Unlike Mount Rushmore, which is named after a New York lawyer and was paid for with money taken from the public, Crazy Horse is being paid for with funds given voluntarily by people who want it to be completed, even if it is only after they have gone. It is a superb tribute, not only to Crazy Horse – a genuine American hero – but also to the private enterprise system itself, and to what a single individual with a dream can achieve.
Korczak said, "When the legends die the dreams end. When the dreams end there is no more greatness." Anyone interested in helping keep the dream alive, or just to learn more about the project, should visit www.crazyhorse.org.
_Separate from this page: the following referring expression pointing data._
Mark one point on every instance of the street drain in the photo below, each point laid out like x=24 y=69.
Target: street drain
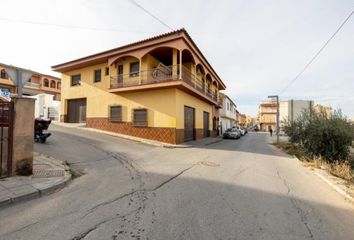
x=209 y=164
x=48 y=173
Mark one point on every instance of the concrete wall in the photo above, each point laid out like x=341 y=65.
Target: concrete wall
x=22 y=132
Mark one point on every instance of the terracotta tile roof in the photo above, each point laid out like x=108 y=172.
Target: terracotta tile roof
x=34 y=72
x=182 y=30
x=124 y=46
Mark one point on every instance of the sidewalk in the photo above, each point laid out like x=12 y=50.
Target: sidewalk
x=48 y=176
x=191 y=144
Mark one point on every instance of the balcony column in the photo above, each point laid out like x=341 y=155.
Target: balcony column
x=174 y=64
x=195 y=76
x=180 y=64
x=139 y=71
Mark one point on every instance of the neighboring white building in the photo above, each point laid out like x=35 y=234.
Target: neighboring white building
x=46 y=106
x=290 y=110
x=227 y=113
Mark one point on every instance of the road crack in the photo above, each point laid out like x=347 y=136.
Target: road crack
x=302 y=213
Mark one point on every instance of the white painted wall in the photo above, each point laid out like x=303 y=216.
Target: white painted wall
x=43 y=103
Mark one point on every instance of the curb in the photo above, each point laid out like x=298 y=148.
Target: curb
x=39 y=192
x=329 y=182
x=338 y=189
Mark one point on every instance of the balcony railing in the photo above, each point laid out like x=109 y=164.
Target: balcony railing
x=32 y=85
x=162 y=74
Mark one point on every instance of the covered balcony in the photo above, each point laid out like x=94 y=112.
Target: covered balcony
x=164 y=68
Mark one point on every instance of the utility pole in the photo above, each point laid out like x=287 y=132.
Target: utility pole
x=277 y=99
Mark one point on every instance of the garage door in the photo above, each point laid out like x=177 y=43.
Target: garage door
x=77 y=111
x=188 y=124
x=205 y=124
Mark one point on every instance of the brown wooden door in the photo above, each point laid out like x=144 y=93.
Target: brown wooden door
x=189 y=132
x=6 y=138
x=205 y=124
x=77 y=111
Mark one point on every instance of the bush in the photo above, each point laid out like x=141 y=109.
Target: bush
x=329 y=136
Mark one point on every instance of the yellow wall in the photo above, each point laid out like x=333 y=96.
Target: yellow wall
x=184 y=99
x=158 y=102
x=165 y=106
x=267 y=118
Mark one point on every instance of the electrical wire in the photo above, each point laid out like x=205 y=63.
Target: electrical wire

Now, back to Big and Rich. According to my crappy notes which I was hurriedly scratching down as Arlene related the story, there was a guy in the audience that night when Big & Rich performed at the Buffalo Bodega Steakhouse Bar/Saloon in Deadwood. He was so impressed with Big and Rich that he likened them to the "new Brooks and Dunn." The guy from New Orleans brought out a guy from Warner, they showcased Big and Rich, and there you go. The rest, as they say, is history. Now, my story, or rather, Arlene's story, doesn't end here. There was a bartender at the Buffalo Bodega by the name of Niles Harris. Once a year, on November 8, Niles, according to Arlene, would don a tuxedo, drive his sports car down Main Street, go to the Buffalo Bar, and down a drink in honor of his buddies killed in Viet Nam. When Big and Rich heard about this, they were so taken by the story that they wrote the song The 8th of November. Lyrics here. And my notes say that Big and Rich actually bought Niles a motorcycle. I hope to goodness I have all this right. But wait! There's MORE!! This is the historic Franklin Hotel in Deadwood, South Dakota. I thought Arlene said Big and Rich did a video of Ride a Cowboy Save a Horse in Deadwood which started at the Franklin Hotel. But I couldn't find it. I did find this video though. That must be what Arlene was talking about. Big and Rich also wrote Deadwood Mountain.